Holiday Bonuses a Fading Tradition

By Staff Report

Dec. 22, 2005

New LinkHoliday bonuses are just about as outdated as mistletoe at the office party. According to Hewitt Associates’ 2005 holiday survey, 14 percent of companies have discontinued their holiday bonus programs (in this context, the term doesn’t necessarily mean cash). Forty-five percent never offered one. Of those companies that stopped giving holiday bonuses to employees, 53 percent say they did so between 2000 and 2004, and 26 percent did in the ’90s.

Fifty-five percent of respondents say they eliminated their holiday bonus programs because of cost, and 50 percent say they did so because of “entitlement issues,” meaning employees had come to regard them as part of their compensation. Many of these companies, instead, are adopting performance-based incentives. Seventy-eight percent of employers offer performance-based bonus programs, up from 51 percent in 1991, according to Hewitt.

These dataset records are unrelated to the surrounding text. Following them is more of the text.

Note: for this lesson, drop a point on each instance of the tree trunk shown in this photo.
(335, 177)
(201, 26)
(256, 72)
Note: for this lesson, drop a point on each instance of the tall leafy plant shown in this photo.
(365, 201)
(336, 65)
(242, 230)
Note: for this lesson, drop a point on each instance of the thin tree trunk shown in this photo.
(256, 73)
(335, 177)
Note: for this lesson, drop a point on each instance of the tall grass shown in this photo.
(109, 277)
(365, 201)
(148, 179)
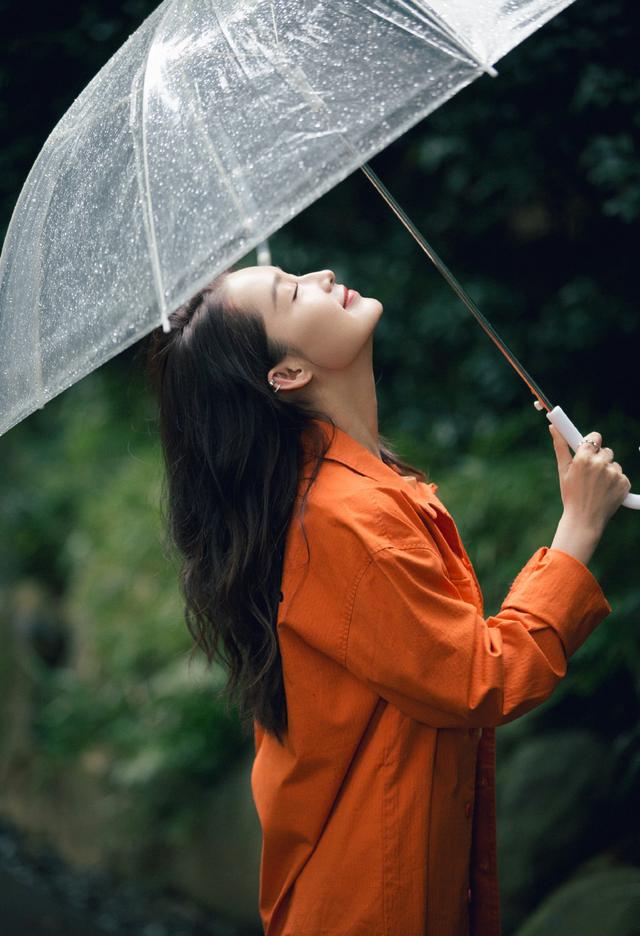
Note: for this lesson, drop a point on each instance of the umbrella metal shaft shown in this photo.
(455, 285)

This does not mean that companies are feeling less charitable this year. Nine percent of employers surveyed say that because of events like the December 2004 tsunami, the Gulf Coast hurricanes and the Pakistan earthquake, they are directing all or part of the monies usually reserved for employee bonuses to charity.

Of those companies that will continue with holiday bonuses, 44 percent say they will give a food gift, 37 percent will provide retailer gift certificates and 12 percent will award cash. The majority of these employers are keeping holiday bonuses because they see it as a good way to show their appreciation for employees.